Material Selection & Concept Design
Material selection and concept design for a product are likely the most critical determinants of the success of a structural plastics product design in end-use and the marketplace. The design team must rely on skill or chance to determine:
- Should the material be organic or metallic?
- Is the product's performance going to be dominated by strength, stiffness, or other attributes?
- How many components will the product consist of? How will those components be made? How will the components be assembled or attached?
The answers to these questions may seem obvious at first, but even small changes to the material selection or concept design can have large impacts on downstream product development including manufacturing, supply chain, and marketing strategies. Reflection during post-mortem analysis often shows that biases were introduced or assumptions were made resulting from a limited scope of the design universe. Accordingly, methods including formal specification, risk analysis, and failure modes and effects analysis (FMEA) are critical to ensuring the best possible structural plastics product design.
Internal printer chassis consisting of modular sub-component designs
Advances in numerical techniques have fueled advances in artificial intelligence and optimization. While we have investigated techniques such as simulated annealing and neural networks to assist in topology (shape) optimization, we have consistently found that constrained optimization techniques (e.g. simplex, gradient, and others) provide significant capabilities with respect to understanding and improving the design's behavior while identifying and managing dominating constraints. Typical objectives are to improved the product's strength and stiffness in a variety of end-use conditions while reducing material cost, manufacturing cost, and design envelope or environmental impact.
These optimization techniques are readily extensible to multiple objective, Pareto optimization, and robustness modeling in lean and Six Sigma decision frameworks.

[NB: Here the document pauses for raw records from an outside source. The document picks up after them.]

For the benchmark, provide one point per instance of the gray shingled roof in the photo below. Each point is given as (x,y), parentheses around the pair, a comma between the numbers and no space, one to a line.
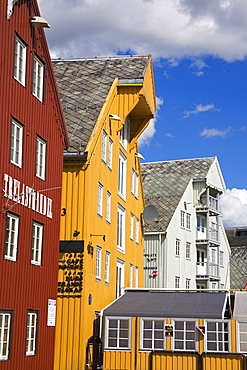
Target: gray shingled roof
(165,182)
(84,85)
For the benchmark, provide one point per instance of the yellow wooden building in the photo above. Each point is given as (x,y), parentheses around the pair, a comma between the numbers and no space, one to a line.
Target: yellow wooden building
(107,103)
(175,330)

The advantage of these techniques is that they allow formal exploration of trade-offs between different design objectives as well as statistical analysis of performance and risk.
As another application of optimization related to structural plastics product design, we also have extensive experience in material constitutive modeling to provide fitted material model coefficients for a variety of elastic, viscosity, and viscoelastic constitutive equations. The fidelity of these models can be quantified relative to observed test data to provide a rational basis for simulation-based design and optimization.